От Сильвестра же Всеволод узнал, что в позапрошлом году кто-то из местных смердов зарезал княжеского подъездного. Убийцу так и не нашли. В прошлом году крестьяне из села Конюхово зарубили топором княжеского тиуна и ранили вилами двоих дружинников, которые еле ноги унесли.

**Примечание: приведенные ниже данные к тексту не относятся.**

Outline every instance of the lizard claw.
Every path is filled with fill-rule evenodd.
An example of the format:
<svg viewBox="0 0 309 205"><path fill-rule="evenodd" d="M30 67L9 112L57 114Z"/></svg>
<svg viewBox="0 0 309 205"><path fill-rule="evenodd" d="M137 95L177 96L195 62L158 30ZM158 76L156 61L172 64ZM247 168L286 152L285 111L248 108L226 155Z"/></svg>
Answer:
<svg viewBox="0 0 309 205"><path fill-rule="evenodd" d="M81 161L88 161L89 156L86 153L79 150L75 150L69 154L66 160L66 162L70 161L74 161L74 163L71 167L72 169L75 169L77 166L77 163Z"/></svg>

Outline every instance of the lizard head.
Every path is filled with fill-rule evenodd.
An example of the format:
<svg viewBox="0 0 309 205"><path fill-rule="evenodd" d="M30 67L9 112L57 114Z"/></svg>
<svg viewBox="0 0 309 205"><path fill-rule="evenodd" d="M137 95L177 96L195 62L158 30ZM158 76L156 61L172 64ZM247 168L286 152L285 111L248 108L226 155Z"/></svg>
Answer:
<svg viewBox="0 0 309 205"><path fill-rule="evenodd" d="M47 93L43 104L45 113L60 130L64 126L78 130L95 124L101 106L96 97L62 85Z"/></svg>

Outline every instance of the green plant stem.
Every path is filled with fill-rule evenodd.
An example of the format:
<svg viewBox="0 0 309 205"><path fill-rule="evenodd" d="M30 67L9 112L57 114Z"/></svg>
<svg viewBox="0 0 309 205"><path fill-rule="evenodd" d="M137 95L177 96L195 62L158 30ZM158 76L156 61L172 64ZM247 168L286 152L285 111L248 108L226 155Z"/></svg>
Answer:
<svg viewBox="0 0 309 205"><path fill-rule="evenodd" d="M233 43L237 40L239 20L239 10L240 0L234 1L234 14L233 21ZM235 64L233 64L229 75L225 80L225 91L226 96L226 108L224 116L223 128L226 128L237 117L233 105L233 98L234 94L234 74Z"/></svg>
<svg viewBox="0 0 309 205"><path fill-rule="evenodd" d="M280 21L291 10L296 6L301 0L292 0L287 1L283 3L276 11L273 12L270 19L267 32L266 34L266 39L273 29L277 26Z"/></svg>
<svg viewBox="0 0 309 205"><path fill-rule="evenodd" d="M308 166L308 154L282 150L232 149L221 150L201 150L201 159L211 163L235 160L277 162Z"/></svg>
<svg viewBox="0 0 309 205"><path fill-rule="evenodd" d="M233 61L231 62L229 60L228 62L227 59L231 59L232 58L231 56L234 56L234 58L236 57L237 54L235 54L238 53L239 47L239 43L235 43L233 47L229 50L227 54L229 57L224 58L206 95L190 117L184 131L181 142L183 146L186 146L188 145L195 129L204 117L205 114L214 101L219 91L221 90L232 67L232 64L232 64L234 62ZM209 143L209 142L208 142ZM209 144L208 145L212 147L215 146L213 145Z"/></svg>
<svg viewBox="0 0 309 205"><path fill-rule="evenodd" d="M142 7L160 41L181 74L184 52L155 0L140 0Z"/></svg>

– Конюховские смерды – давняя заноза для нашего князя, – молвил Сильвестр ворчливым тоном. – Среди них немало язычников, кои во Христа не веруют, а поклоняются идолищам на лесных капищах. Тамошний ратайный староста из бывших монахов. Из монастыря его изгнали за причастность к ереси сатанинской, так этот поп-расстрига в Конюхово обосновался. Зовут его Бачило, по прозвищу Сыч.
– Какую кару понесли конюховские смерды за убийство тиуна? – спросил Всеволод.
– Истинных убийц Владимир Красный, конечно, не поймал, они укрылись в лесной чаще, – ответил Сильвестр. – До сих пор эти злыдни разбойничают на лесных дорогах. Общине крестьянской, то бишь всей деревне Конюховке, пришлось заплатить князю дикую виру. Размер сего штрафа составил сорок монет серебром. Денег у смердов не было, так они откупились от князя мехами и житом.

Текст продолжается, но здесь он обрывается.